For centuries Mogadishu was one of the most important and prosperous cities on the East African coast, lying right in the middle of the region’s gold trade and the Silk Road maritime route. In the 14th and 15th centuries various explorers described it as a magnificent metropolis, where buildings were several stories high and grandiose palaces and minarets dominated the city skyline. But you don’t have to go that far back to encounter a peaceful, vibrant, and cosmopolitan Mogadishu: up until the 1980s Somalia’s capital was a trendy tourist destination and a cultural hub, known as “The Pearl of The Indian Ocean” thanks to its impressive white architecture and sandy beaches.
Somalia has long had a rich theater and poetry tradition, but at the start of the 1970s the music scene exploded with influences from all over the world: Bollywood soundtracks, American funk and disco, Jamaican reggae, and the music of legends like Manu Dibango and Fela Kuti mixed with local rhythms and melodies: Banadiri rhythms from the south, the spirit summoning ritual music known as Saar, and the reggae-like Dhaanto of the nomadic tribes from the Ogaden region.
This concoction resulted in the new Somali sound that would become emblematic of the period known as Somalia’s Golden Age. Bands like Dur-Dur and Iftin dressed in the latest fashion, rocking afros, platform shoes, and sequinned jackets while performing at the city’s best nightclubs, mostly located in its fanciest hotels, like the Jazeera, Jubba and the emblematic Al-Uruba. Women, too, were central to the scene, and singers like Fadumo Qassim, backed by the legendary Shareero Band, as well as Dur-Dur’s Sahra Dawo, became some of the country’s biggest stars.

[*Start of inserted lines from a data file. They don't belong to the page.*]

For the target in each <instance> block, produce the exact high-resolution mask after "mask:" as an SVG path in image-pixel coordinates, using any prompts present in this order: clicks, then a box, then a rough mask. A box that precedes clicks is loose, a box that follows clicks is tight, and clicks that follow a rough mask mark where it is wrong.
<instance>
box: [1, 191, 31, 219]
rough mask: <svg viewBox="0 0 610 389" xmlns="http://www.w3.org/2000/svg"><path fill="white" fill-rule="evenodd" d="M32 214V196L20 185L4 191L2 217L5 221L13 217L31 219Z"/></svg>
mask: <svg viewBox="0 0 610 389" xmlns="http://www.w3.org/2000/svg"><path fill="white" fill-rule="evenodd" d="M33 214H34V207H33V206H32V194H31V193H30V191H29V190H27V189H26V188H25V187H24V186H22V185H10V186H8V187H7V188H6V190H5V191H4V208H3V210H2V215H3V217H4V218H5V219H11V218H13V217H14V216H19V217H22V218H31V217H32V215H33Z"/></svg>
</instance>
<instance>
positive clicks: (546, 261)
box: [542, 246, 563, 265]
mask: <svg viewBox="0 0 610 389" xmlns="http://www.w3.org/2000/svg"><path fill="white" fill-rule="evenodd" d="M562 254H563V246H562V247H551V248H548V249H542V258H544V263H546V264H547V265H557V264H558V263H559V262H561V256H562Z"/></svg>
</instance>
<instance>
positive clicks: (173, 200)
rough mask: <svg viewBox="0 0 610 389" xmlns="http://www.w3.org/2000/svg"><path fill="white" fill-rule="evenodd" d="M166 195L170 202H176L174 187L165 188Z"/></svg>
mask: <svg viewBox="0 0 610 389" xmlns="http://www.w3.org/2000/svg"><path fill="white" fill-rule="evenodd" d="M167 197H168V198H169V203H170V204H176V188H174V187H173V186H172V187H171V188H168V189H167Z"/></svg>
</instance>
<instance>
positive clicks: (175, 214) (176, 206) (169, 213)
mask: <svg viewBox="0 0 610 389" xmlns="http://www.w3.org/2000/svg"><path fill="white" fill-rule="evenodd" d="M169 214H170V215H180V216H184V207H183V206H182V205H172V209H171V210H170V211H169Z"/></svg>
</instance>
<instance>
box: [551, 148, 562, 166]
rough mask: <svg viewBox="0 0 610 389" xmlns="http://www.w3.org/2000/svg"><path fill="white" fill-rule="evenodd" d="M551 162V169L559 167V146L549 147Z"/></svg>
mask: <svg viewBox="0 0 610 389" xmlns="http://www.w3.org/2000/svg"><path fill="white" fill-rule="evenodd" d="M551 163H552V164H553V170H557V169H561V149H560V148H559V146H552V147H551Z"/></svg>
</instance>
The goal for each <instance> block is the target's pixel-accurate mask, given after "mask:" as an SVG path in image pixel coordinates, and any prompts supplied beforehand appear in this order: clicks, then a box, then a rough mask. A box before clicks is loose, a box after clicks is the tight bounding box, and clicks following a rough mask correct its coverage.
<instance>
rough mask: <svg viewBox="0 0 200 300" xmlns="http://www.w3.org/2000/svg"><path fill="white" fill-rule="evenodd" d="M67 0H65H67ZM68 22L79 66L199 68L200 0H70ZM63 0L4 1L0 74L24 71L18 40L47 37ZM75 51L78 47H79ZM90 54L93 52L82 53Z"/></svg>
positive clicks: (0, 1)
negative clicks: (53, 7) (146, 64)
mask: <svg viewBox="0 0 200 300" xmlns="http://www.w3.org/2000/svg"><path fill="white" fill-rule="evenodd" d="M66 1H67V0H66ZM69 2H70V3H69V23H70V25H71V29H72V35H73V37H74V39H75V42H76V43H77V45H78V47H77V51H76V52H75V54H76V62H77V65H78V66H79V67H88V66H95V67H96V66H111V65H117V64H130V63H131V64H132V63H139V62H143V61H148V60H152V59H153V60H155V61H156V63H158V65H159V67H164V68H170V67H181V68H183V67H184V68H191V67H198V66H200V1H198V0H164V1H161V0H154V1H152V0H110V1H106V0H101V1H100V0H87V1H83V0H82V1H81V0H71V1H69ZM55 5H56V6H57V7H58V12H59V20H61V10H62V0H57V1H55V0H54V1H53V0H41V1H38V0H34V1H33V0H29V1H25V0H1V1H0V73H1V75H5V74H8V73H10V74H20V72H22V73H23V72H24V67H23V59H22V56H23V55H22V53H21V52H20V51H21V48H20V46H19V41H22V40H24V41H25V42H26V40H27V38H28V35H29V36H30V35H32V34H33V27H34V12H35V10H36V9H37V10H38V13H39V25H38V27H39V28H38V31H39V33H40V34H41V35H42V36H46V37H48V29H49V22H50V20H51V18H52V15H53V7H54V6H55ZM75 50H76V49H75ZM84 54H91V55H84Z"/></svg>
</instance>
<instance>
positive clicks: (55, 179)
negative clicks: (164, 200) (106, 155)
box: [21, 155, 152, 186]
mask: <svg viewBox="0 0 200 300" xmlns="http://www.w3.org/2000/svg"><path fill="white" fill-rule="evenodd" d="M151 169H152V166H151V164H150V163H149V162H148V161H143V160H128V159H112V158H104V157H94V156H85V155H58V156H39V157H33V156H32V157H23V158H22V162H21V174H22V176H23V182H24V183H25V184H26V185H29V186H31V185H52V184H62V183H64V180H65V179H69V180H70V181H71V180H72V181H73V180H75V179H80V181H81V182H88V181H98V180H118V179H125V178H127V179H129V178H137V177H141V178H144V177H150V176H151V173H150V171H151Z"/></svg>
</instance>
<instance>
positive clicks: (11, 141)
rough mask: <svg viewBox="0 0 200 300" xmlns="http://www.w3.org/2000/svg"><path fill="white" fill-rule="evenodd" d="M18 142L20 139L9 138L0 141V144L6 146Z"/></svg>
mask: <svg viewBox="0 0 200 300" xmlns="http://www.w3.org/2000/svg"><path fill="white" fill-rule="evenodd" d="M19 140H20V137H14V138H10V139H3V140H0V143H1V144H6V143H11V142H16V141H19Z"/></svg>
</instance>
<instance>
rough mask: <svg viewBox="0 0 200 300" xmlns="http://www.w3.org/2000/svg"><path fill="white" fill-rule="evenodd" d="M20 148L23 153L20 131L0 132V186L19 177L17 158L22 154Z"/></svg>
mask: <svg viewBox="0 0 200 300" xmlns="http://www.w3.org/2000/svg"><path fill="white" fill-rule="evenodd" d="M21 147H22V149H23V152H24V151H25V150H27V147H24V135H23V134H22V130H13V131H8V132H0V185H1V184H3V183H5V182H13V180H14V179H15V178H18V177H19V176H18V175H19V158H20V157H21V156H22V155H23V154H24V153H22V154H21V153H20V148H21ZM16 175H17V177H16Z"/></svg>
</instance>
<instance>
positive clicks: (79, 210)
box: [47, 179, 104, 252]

All this artistic production — including the work of Mogadishu’s National Theatre, which had opened in 1969 and was seen as central force in the development of a new, proudly Somali society — flourished in the shadow of a repressive regime led by Siad Barre, who had taken power in 1969 following a bloodless coup. His socialist and nationalistic government guaranteed universal education and promoted the arts in an effort to rebuild Somali culture after years of colonialism. Different ministries and government branches even sponsored their own bands: Iftin Band for example were the Ministry of Education’s group, while Bakaka Band, who would later become the great Dur-Dur, were sponsored by the Ministry of Interior.
Although this was a fertile period for Somali arts and music, it didn’t take long for Barre’s regime to become violently repressive. By the late 1980s the country was in the grip of a severe economic crisis, and as dissidence began bubbling, musicians saw a gradual curtailment of their freedom. Many left for Europe, America, and the Middle East. In his attempt to thwart secessionist movements in the north of the country, in 1988 Barre attacked current day Somaliland, completely razing the city, including the famous Radio Hargeisa and its archives, to the ground. The civil war that swept the country a few years later all but wiped out the remaining traces of the once vibrant Golden Era, and after decades of war and myopic reporting the music and legacy of bands like Sharero, Iftin, and Dur Dur was almost forgotten.
“It’s a tragedy that young Somalis don’t know about their culture, and that it hasn’t always been like this,” Dr Jama Musse Jama, the founder of Hargeisa’s Red Sea Cultural Centre, once told me. Both Somalia and Somaliland (which has since become independent, although it is not internationally recognized) have become much more conservative, and music is strictly frowned upon or completely banned in many spaces. However, thanks to the work of people like Jama, who is curating and digitizing an extensive tape archive — which includes hundreds of tapes salvaged from Radio Hargeisa — and fostering a local arts and culture scene, younger generations are delving into Somali’s Golden Era music and rediscovering a past they knew little about. And, thanks to labels like Analog Africa and Ostinato, the rest of the world is also hearing the hypnotic vocals and funky instrumentals of Somali pop for the first time.
While music is still mostly absent in Somalia, in Somaliland there are some small signs of hope. Hargeisa’s Red Sea Cultural Centre organizes a yearly Book Fair which includes musical performances, and singer Sahra Halgan has founded the country’s first music venue after returning from years of exile.